Summer is over and that means news and announcements in the SEO world are heating up. In the last few weeks Google has made some changes leaving many SEOs and marketers lamenting days gone by. Let's look at the announcements and what that means for us:
Not Provided Reaches 100%
Google has finally done it! The day many SEOs have feared is upon us. The day keyword referral traffic from "not provided" hits 100%.
What's Going On?
If you weren't in the loop or haven't noticed the strange (not provided) keywords in Google Analytics, here's what's going on.
About 2 years ago, Google added a secure search option and started removing keyword referral data for users that were signed in. This meant that site owners would no longer be able to attribute exactly what keywords in Google were driving traffic. Originally, Google claimed that the number of searches that would be affected was going to be less than 10%. That number grew, however, and crept higher and higher.

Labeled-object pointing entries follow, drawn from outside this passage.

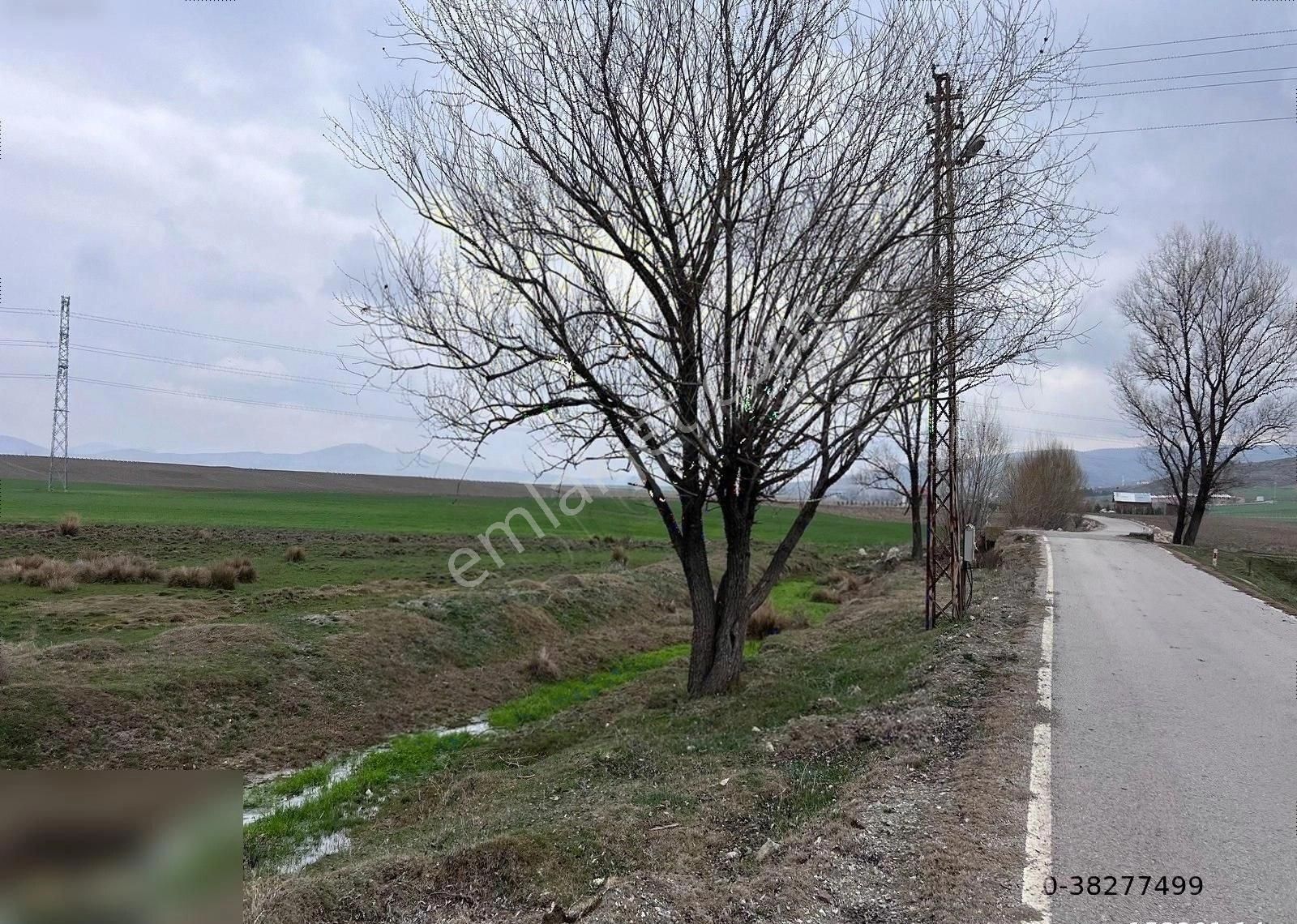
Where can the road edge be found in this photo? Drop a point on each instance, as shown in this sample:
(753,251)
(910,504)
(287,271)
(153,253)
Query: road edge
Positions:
(1039,849)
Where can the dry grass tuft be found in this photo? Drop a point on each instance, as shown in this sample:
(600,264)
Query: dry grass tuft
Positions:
(52,574)
(187,576)
(225,576)
(120,569)
(542,667)
(824,595)
(765,622)
(246,572)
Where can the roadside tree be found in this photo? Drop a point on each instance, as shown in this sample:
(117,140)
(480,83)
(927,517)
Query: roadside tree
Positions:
(672,235)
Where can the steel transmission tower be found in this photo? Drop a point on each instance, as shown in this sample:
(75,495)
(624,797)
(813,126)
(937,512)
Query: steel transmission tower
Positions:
(58,435)
(944,569)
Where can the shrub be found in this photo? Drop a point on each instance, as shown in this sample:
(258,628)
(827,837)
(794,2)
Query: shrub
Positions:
(1044,487)
(246,572)
(542,667)
(765,622)
(224,576)
(187,576)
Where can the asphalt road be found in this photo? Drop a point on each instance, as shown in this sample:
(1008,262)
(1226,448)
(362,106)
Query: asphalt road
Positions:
(1174,738)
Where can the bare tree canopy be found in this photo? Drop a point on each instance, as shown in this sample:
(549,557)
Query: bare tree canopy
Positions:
(1043,487)
(1210,367)
(689,235)
(983,456)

This past week, Google announced that all searches will be secure. That means no keyword referral data will be reported through Google Analytics.
Why Did Google Do That?
Google's reasons for the switch are security, privacy, and user experience. They figure that not everyone wants their searches to be public or want their search history to be used by marketers.
The caveat here is that you can get full keyword data if you're running AdWords campaigns. Essentially Google is still offering the data, you just have to pay for it.
What Can I Do?
If you want to go back to the old days where you see full keyword data from Google, that's not going to happen. You do have a few alternatives that will give you a partial picture, though:
- Check out keyword impressions in Google Webmaster Tools
- Look at organic traffic to landing pages in Google
- Get an AdWords account 🙁
Google's Hummingbird Algorithm
The next major announcement is that of Google's new Hummingbird algorithm update.
What is It and What Does It Do?
Hummingbird is Google's biggest algorithm update since the Caffeine update in 2009. At it's core, Hummingbird is Google updating the way it handles search queries to better deliver results in a conversational search context. Google is now analyzing all parts of a users search more closely to determine the context of the query and provide more accurate results.
How Does it Impact Me?
First of all, Hummingbird was actually rolled out in late August before Google's official announcement nearly a month later. If you saw any ranking or traffic fluctuations around August 21st through the 24th, you may have been affected by Hummingbird. Overall, the change went relatively unnoticed by most site owners and marketers.
Hummingbird is just the most recent move by Google to update their search technology to cater to mobile users. Conversational search favors the "ask a question" way of searching over the traditional keyword search because you're interacting with a device the same way you would another person. If you haven't already been thinking about how people will interact with your site on mobile devices, now is a great time to start. These changes show that Google is putting mobile user experience at the forefront of their search strategy.